On October 2, the European Union (EU) imposed sanctions on 40 Belarusian officials identified as responsible for “repression and intimidation against peaceful demonstrators, opposition members, and journalists in the wake of the 2020 presidential election in Belarus, as well as for misconduct of the electoral process.” The restrictive measures include a visa ban and an asset freeze.
The US followed, sanctioning six Interior Ministry and two Central Election Commission (CEC) officials with a property block. The UK and Canada had introduced their lists even before the EU and included on them Aliaksandr Lukashenka, Belarus’ long-time authoritarian ruler, and his son Viktar, the National Security Advisor to his father. In addition, Belarus’ neighboring Baltic states have issued entry-ban sanctions on 128 officials.
The European list includes top officials in the Ministry of Interior as well as the members of the CEC. But it omits Lukashenka, who bears the most responsibility for the rights violations. The West can do better.
The Lukashenka regime has continued its repressions, undeterred. Over 15,000 people have been arrested and 350 criminal cases have been opened against protesters and civic activists. Police brutality has escalated. In Minsk only, over 1,300 people were beaten by the police, with every third person suffering serious injuries. At the October 12 Elderly March, the police used tear gas and fired in the air. Deputy Interior Minister Henadz Kazakievich has threatened the use of live ammunition against peaceful protesters during future demonstrators.
Perhaps emboldened at the limited nature of the measures put in place thus far, the Belarusian authorities have announced retaliatory sanctions against unidentified European officials and demanded that Lithuania and Poland significantly reduce the size of their embassy staff in Minsk. In solidarity, the EU countries present in Minsk recalled their ambassadors, leaving Belarus with only two European ambassadors present. The staff cuts at the embassies have affected the issuance of visas to Belarusians — the Lithuanian Embassy and visa centers have temporarily stopped the application process, whereas the Polish consulate in Hrodna in western Belarus has suspended all its operations.
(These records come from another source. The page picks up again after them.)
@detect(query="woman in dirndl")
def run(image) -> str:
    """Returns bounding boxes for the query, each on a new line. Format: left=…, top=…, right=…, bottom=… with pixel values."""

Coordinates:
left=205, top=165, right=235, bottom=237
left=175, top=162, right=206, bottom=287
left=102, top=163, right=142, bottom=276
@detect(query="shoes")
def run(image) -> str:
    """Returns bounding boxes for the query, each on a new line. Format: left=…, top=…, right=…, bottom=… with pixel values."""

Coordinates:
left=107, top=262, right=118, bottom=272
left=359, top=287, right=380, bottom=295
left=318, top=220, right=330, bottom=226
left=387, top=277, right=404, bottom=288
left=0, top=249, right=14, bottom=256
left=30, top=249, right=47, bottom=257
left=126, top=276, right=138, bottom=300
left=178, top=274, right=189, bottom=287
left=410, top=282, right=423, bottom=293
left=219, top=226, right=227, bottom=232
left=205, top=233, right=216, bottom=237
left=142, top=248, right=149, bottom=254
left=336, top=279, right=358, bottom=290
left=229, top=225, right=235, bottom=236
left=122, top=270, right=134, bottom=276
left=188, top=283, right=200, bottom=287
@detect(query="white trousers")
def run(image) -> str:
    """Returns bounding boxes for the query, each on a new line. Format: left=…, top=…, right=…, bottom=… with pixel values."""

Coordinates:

These most recent Western sanctions are the weakest since sanctions were first imposed on Belarus’ leaders in 1996. By 2012, the restrictions had gotten quite comprehensive, targeting over 240 individuals and 32 companies linked to the businessmen closely connected with the president. The EU only lifted sanctions in 2016, following the release of all political prisoners by Lukashenka, who was at the time cynically pivoting to the West following the Russian invasion of Crimea in 2014.
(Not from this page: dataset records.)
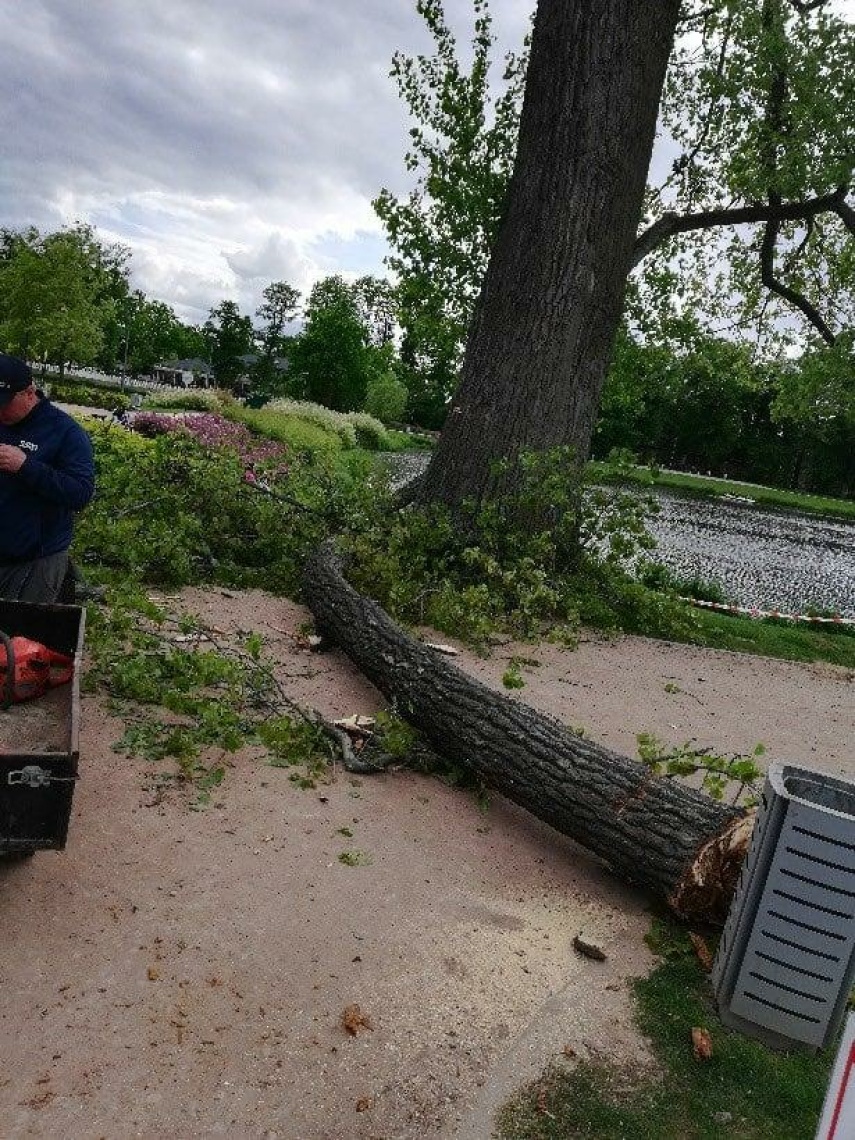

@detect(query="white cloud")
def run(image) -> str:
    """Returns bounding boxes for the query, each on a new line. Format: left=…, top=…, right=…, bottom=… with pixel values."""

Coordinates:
left=3, top=1, right=848, bottom=328
left=2, top=0, right=537, bottom=321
It seems unlikely that the West would re-impose such broad economic sanctions on the Belarusian regime, due in part to legitimate concerns that they would harm the people of Belarus by wrecking the economy, without any guarantee that the regime would modify its behavior. Targeted sanctions aimed at regime-connected business elites might work better, but here, too, there are obstacles. For one, these businessmen have effective lobbyists in Western countries. In 2012, Slovenia and Latvia were reportedly hesitant to sanction Belarusian oligarchs because of the latter’s investments in their countries. Finally, the Belarusian authorities have themselves also played hardball in the past. In 2012, for example, they warned that they might delay the transit of EU exports through Belarus. Now the regime is threatening to divert its cargo from Baltic ports to Russia.
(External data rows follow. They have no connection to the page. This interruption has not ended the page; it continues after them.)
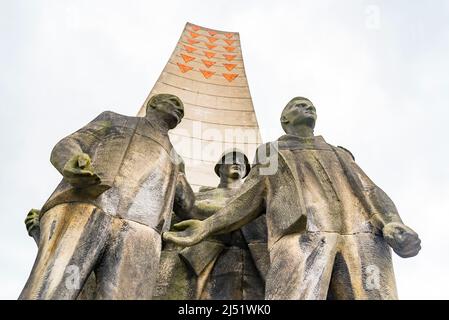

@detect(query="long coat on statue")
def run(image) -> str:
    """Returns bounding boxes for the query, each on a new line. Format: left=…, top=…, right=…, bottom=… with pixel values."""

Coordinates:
left=212, top=134, right=402, bottom=299
left=20, top=110, right=193, bottom=300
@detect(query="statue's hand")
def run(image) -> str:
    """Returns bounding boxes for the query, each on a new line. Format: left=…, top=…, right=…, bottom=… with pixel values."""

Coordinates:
left=163, top=219, right=207, bottom=247
left=25, top=208, right=41, bottom=245
left=383, top=222, right=421, bottom=258
left=25, top=208, right=40, bottom=235
left=62, top=153, right=101, bottom=188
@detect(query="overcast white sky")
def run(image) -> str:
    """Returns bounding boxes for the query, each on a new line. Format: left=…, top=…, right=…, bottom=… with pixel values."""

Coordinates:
left=1, top=0, right=448, bottom=299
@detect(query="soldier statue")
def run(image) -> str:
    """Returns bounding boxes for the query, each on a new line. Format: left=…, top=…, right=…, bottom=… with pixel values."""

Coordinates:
left=155, top=150, right=268, bottom=300
left=164, top=96, right=421, bottom=300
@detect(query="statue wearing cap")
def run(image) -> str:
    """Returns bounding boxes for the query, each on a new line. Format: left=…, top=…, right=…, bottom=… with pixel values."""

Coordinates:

The West should not be cowed. The EU in particular should put in place comprehensive, Magnitsky-type sanctions on the violators of human and political rights in Belarus. The list needs to include not only top officials but also members of the election authorities at all levels, including at polling stations and regional commissions; the riot police and other Interior Ministry troops dispersing peaceful demonstrations; investigators from the KGB and the Investigative Committee, as well as prosecutors responsible for arbitrary arrests; and judges handing down politically-motivated sentences. Imposing sanctions on immediate family members may also be successful, as often the children of these individuals study or work abroad.
These measures alone may not bring Lukashenka to heel. But they would be more effective — and less counterproductive — than what is currently being tried.